QUELQUES MOTS POUR MICHEL

Tu étais du genre comme on dit taiseux, un peu brusque et bourru, rechignant à déployer de longues analyses sur les films proposés par les Cramés, à intervenir de manière intello, bavarde, complaisante – comme le souligne Georges. Comme si l’intuition te suffisait, ton sens esthétique aussi et que tu préférâs au jugement cinéphilique trop longuement soupesé, mi-chèvre mi-chou, l’élan d’enthousiasme ou de déception, de passion ou de détestation. Toujours au fond de la salle, comme pour mieux t’effacer mais aussi apprécier et saisir globalement le film et le débat, tu vivais les émotions Cramés avec un recul philosophe, d’un oeil acéré et avec la modestie vraie de qui sent la valeur d’un scénario, d’un jeu d’acteurs, d’une mise en scène sans avoir à l’expliciter, sans croire sa parole importante ni même utile.

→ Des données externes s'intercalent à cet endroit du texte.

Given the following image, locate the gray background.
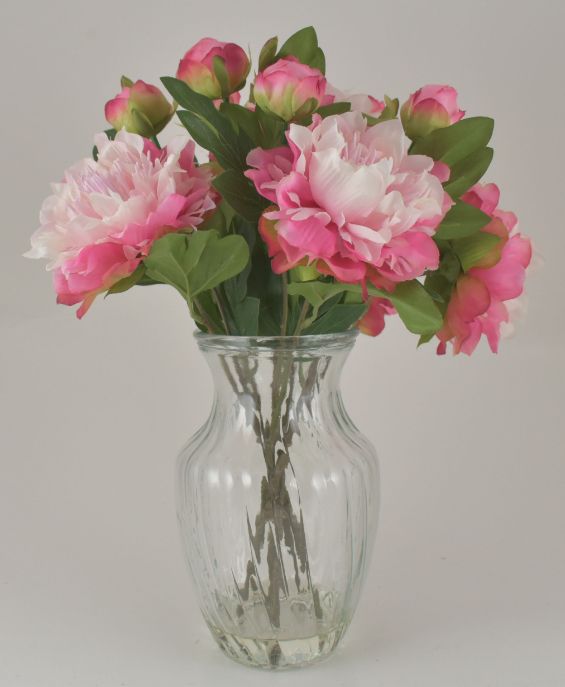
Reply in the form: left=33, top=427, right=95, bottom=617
left=1, top=1, right=564, bottom=685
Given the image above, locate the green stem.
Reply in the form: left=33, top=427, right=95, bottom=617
left=280, top=273, right=289, bottom=336
left=293, top=299, right=310, bottom=336
left=193, top=297, right=217, bottom=334
left=212, top=288, right=230, bottom=335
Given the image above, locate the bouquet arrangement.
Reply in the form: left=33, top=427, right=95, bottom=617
left=27, top=26, right=532, bottom=355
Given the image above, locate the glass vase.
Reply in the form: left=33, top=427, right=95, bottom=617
left=176, top=332, right=379, bottom=669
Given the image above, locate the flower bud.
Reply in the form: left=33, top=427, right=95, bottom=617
left=104, top=79, right=174, bottom=136
left=177, top=38, right=250, bottom=99
left=400, top=84, right=464, bottom=139
left=253, top=57, right=327, bottom=121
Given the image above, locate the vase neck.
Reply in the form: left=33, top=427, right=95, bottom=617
left=196, top=333, right=356, bottom=416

Que de fois tu as eu des éclairages pertinents, sur la photo, les décors, le chef opérateur dans les travées, entre les rangs, ou dans le hall, comme par inadvertance, avec l’évidence sensible et lucide du photographe qui saisit un geste, une expression, une attitude ! Vision globale et goût de la précision du golfeur buissonnier que tu étais au domaine Vaugouard, préférant souvent au coup technique ou virtuose la photo inadvertante au bord du chemin d’une fleur ou d’un ragondin…Voix un peu rauque et mèche en bataille, silhouette souple et longiligne de panthère rose, tu réagissais aux films, t’extasiais ou rageais avec la fraîcheur de l’enfance, de l’esprit d’enfance – semblant moins entamer une discussion avec les copains que poursuivre un dialogue intérieur dont tu nous offrais l’efflorescence étonnée ou bougonne ; mais comme si tu te sentais partir loin de nous, tu ponctuais chaleureusement ton propos d’une main sur l’épaule ou d’une bourrade dans le dos. Et pourtant, tu étais d’une franchise totale, un bloc de sincérité truculente, héritée sans doute de ce sens du contact qu’avaient développé auprès des jeunes des années d’activité comme éducateur spécialisé.

Epris d’art moderne – que d’expositions parisiennes ou internationales n’avez-vous pas faites avec Annie ! – témoin lors de nos soirées, festivals et rétrospectives de tant d’invitations que tu captais sous tous les angles en photos familières et saisissantes, plans d’ensemble et gros plans, tu conjuguais omniprésence et transparence.

Tu avais Michel la classe pudique et l’élégance inquiète de celui qui doute et s’émerveille. Tu avais la politesse du fatalisme que seuls l’art et la culture peuvent conjurer. Et l’amitié bien sûr.